Fu eletto abate di S. Apollinare nel 998 per volontà dell’imperatore Ottone III ma, insofferente della mediocrità di quei monaci, riprese ben presto il suo pellegrinare verso una professione monastica più coerente e austera. Mediante una vita prevalentemente itinerante, svolse il ruolo profetico di maestro spirituale e di coscienza critica nei confronti dei monaci, della gente comune e dei potenti del suo tempo, tra cui lo stesso imperatore Ottone III; ma fu anche, su un fronte diverso e complementare rispetto alla più nota riforma cluniacense, riformatore di vita, proponendo abitudini più semplici ed essenziali all’interno della tradizione comunitaria benedettina, innestando strutture istituzionali che consentissero di vivere anche il carisma di una vita di solitudine, ad edificazione di tutti.
Come la comunità è il luogo dell’esercizio della carità fraterna, perché “chi non ama suo fratello che vede, non può amare Dio che non vede” (1 Gv 4, 21), così la solitudine e il silenzio sono il luogo del confronto personale con Dio che chiama ciascuno a una risposta d’amore unica e irripetibile. Romualdo interpretò la solitudine, vissuta fino a situazioni estreme di reclusione, come espressione della radicalità di questo amore, senza tuttavia astenersi, quando necessario o opportuno, da forme intense di amicizia spirituale e di comunione fraterna.
Dimensione cenobitica e dimensione eremitica costituiscono, nella vita delle comunità monastiche camaldolesi, che ancora oggi si ispirano a lui come loro fondatore, una realtà unitaria, all’interno di una dialettica di tensioni, espressa in un testo della primitiva tradizione romualdina come un “triplice bene”: “la vita cenobitica, che i novizi desiderano; l’aurea solitudine per i maturi, assetati del Dio vivente, e l’annunzio evangelico tra i pagani (nella prospettiva del martirio) per chi anela alla liberazione e all’essere con Cristo” (Bruno di Querfurt, Vita dei cinque fratelli).
Il 19 giugno dell’anno 1027 Romualdo si addormentò nel Signore. Per questo nella Chiesa romana la sua memoria è celebrata il 19 giugno.

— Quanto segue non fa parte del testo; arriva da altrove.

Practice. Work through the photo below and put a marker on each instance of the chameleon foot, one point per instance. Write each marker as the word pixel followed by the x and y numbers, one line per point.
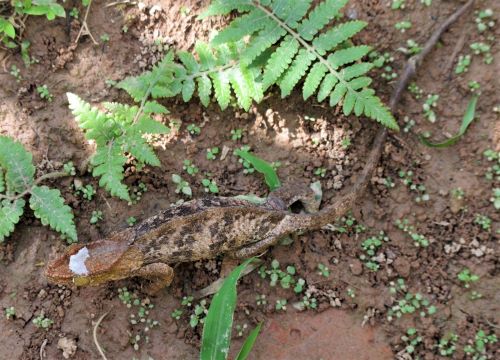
pixel 160 275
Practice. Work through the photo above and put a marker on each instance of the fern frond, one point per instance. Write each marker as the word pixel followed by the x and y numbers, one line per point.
pixel 300 51
pixel 17 164
pixel 48 205
pixel 108 163
pixel 10 213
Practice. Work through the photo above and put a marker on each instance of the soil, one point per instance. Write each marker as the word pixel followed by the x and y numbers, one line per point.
pixel 277 130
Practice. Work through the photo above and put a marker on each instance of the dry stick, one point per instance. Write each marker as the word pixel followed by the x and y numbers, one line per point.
pixel 94 334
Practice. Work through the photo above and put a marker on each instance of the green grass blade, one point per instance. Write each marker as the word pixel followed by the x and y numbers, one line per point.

Nella Diocesi di Bergamo si celebra la solennità di san Gregorio Barbarigo (1625 – 1697), vescovo prima di Bergamo e poi di Padova, secondo patrono della città e della Diocesi lombarda. Vissuto in un’ora nevralgica della storia della Chiesa, ebbe parte al Congresso di Munster ove venne sancito il trattato di Westfalia (1648), che pose fine alla triste guerra ‘dei Trent’anni’. Ma molto più la sua memoria è legata alla sua figura di vescovo, di spessore paragonabile a quello di san Carlo per la Diocesi di Milano.